Selection bias occurs in epidemiological studies when the studied subjects are not representative of the source population, leading to biased associations between variables in the selected sample. Currently, methods of adjustment model the selection process in various ways, but cannot allow for unknown factors influencing selection. We have recently identified a new approach to selection bias using results of genome-wide association studies. We have initially developed an adjustment for index event bias, which occurs in studies of prognosis or survival among cases of disease. We obtain adjusted associations from the regression of total genetic effects on prognosis on the corresponding effects on incidence. Our approach has an analogy with Mendelian randomisation (MR), an increasingly prominent method that uses genetic associations to account for unmeasured confounding, and similarly to MR our approach entails untestable assumptions. Currently we require direct genetic effects on prognosis to be independent of corresponding effects on incidence, implying that different biological pathways are involved. In this project we will develop complementary methods based on the same insights but requiring different assumptions, to provide a suite of sensitivity analyses to assess the robustness of a given study to selection bias. We will develop methods for a related selection bias in studies of factors preceding the trait under selection. This will be particularly relevant to large cohort studies such as UK Biobank, in which participants are healthier than the general population. We will integrate our methods with MR to provide methods that are potentially robust to both confounding and selection bias. We will apply our methods to a study of genetic and traditional risk factors for subsequent events in ~250,000 coronary heart disease patients. We will further apply our methods to a genome-wide association study of survival with idiopathic pulmonary fibrosis.

Planned Impact

The immediate beneficiaries will be a wide range of academic and clinical researchers performing epidemiological research.
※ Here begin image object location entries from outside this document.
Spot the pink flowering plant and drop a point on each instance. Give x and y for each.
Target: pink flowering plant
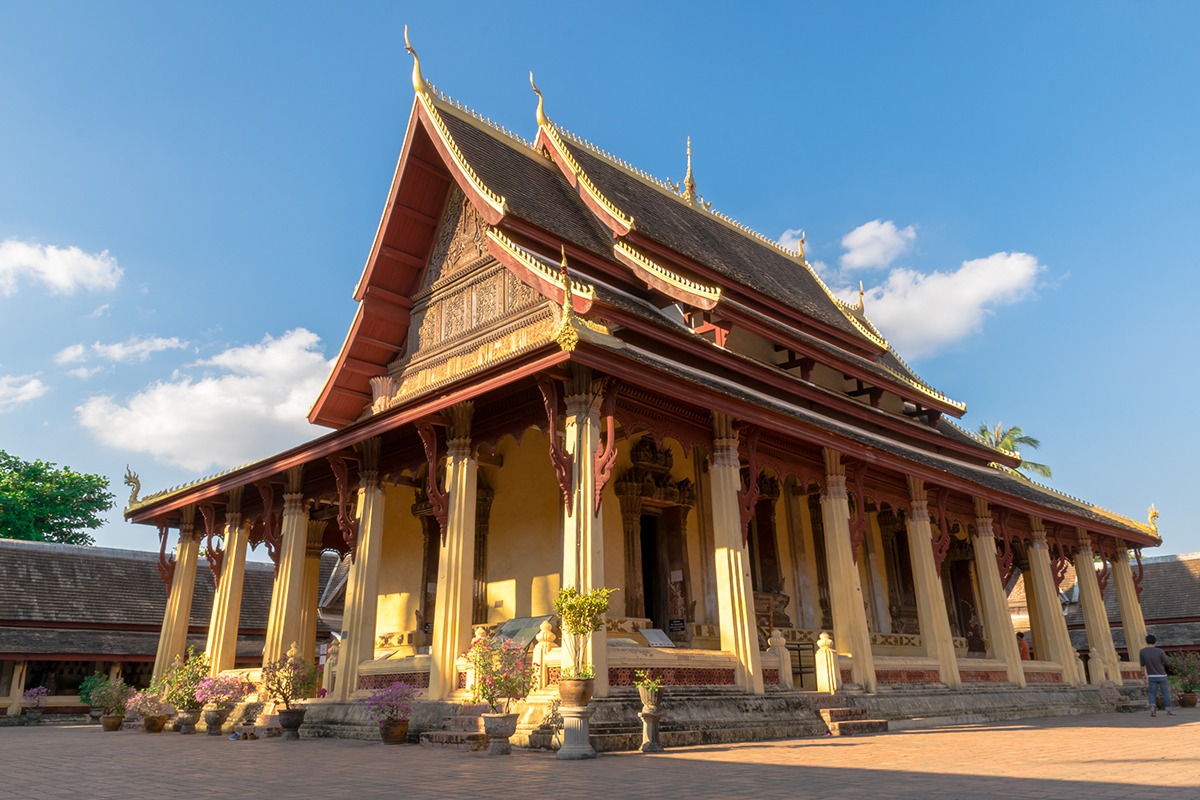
(35, 697)
(503, 672)
(391, 703)
(291, 679)
(221, 691)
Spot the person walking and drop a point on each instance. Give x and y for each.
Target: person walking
(1153, 660)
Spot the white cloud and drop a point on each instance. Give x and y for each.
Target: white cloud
(252, 403)
(61, 269)
(875, 245)
(16, 390)
(136, 348)
(922, 313)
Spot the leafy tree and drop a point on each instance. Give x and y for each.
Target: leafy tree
(42, 503)
(1013, 439)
By reducing the likelihood of their results being biased by selection effects, greater confidence in the validity of results will be achieved. This will be particularly relevant for the identification or development of new treatments of disease, and for improving confidence in results obtained from large publicly funded cohorts such as UK Biobank. The pharmaceutical industry will benefit in its efforts to translate genomics into healthcare, particularly by improving the success rate of clinical trials through better target identification.